O’Neil never met with Kitchen during that period. Kitchen confirmed that O’Neil was selected through an initial process to find designers, but never had a formal contract with the nonprofit that spelled out “the scope of services to be delivered, cost etc.”
“This is where the process stopped with Mr. O’Neil. For whatever reason a contract was not executed and we moved on to another vendor,” Kitchen wrote in an email to NewsWorks.Kitchen said none of O’Neil’s designs were used during this year’s Jazz Festival. He said he plans on meeting with the designer to discuss his complainant.
The ‘trane’ that left the station
O’Neil is not the only one alleging OARC reneged on an agreement.

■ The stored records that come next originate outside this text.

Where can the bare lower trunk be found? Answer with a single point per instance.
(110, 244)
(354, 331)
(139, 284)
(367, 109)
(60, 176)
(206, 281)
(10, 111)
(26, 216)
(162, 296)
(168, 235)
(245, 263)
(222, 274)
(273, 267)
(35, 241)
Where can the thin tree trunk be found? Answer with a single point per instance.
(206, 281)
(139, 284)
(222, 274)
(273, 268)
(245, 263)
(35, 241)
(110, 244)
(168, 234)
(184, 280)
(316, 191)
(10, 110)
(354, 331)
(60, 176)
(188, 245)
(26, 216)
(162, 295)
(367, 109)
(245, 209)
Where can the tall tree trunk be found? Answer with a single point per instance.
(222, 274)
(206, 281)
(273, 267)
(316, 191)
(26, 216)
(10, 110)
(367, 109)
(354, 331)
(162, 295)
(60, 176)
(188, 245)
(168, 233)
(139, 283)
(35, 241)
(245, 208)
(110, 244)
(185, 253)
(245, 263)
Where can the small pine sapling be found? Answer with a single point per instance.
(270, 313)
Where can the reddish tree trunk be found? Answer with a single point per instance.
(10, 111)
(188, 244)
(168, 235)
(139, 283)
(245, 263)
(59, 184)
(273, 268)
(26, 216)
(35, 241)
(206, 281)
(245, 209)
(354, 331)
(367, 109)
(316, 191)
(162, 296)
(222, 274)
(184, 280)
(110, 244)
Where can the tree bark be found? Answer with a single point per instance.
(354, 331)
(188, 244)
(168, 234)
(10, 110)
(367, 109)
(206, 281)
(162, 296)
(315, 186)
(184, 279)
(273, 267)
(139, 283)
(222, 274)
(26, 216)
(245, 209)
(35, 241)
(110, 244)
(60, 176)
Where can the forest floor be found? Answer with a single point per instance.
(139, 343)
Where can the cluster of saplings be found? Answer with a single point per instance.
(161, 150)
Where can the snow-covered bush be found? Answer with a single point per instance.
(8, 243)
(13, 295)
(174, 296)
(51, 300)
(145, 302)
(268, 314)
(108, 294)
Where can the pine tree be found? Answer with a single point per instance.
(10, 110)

The organizers for a smaller, jazz festival in Germantown and the former owner of a West Oak Lane restaurant have quibbles of their own.
Raymond and Rosalind Wood, organizers of the John Coltrane, or the “Tranestop” jazz festival, allege that OARC promised to pour up to $80,000 into the festival in 2010, but backed out of that agreement at the last minute.
The decision, said Raymond Wood, forced him to shut down his event.
Wood told NewsWorks in December that OARC, at the behest of Rep. Evans, intentionally strung him and his wife along in order to eliminate them as competition. He reasoned the organizers of the West Oak Lane Jazz Festival didn’t appreciate having a cheaper, but successful jazz festival so close by.
“[Evans] crushes, or attempts to crush any kind of economic development that he is not into,” Raymond Wood said at the time.
Kitchen said he welcomed the other event. And he said Wood came to him asking for major funding but OARC never committed because Kitchen was doubtful about Wood’s bookkeeping and relationship with past business partners. He said OARC severed ties with the Tranestop organizers after he realized Wood had also reached out to State Rep. John Myers (D., Phila.) and asked if he could help secure funding for the festival for a lower price.
“We were ready willing and able to do $10,000,” Kitchen told NewsWorks in December. “The problem was, when I started talking to John Myers’ office I found out that Ray Woods was shopping two budgets.”
Myers’ Chief of Staff Stephen Kinsey said the lawmaker backed away from the festival after learning the same.
He doesn’t relish OARC
Kevin Sadiki Travick, former owner of a West Oak Lane restaurant now called Relish, filed a civil suit last June against OARC’s Kitchen and others. The local businessman alleges the defendants set him up for failure in order to take over his business.
The lawsuit claims that Kitchen promised him a liquor license, but never followed through. The lack of sales of alcohol, the civil complaint alleges, made it “impossible” for Travick’s business to stay afloat.
Travick also alleges that Kitchen physically threatened him during two meetings where the need for a liquor license was discussed. The suit claims that Kitchen told Travick at one of those meetings that he would, “come across this table and deal with your stupidity.”
Kitchen did not return requests for comment on that matter.
Jettie Newkirk, Travick’s attorney, said this week that the suit is essentially at a standstill.
“Right now nothing is going on,” said Newkirk.
Newkirk said the suit’s defendants – which also include Robert Bynum, Norman Bynum, Sadiki’s Restaurant Inc., and West Oak Lane Ventures Inc. – have filed a number of preliminary objections to Travick’s original complaint. Travick has responded, and is awaiting another reply.
Editor’s note: An earlier version of this story was published very briefly last week. We took the story down to verify details and give OARC a better chance to respond to some of the claims.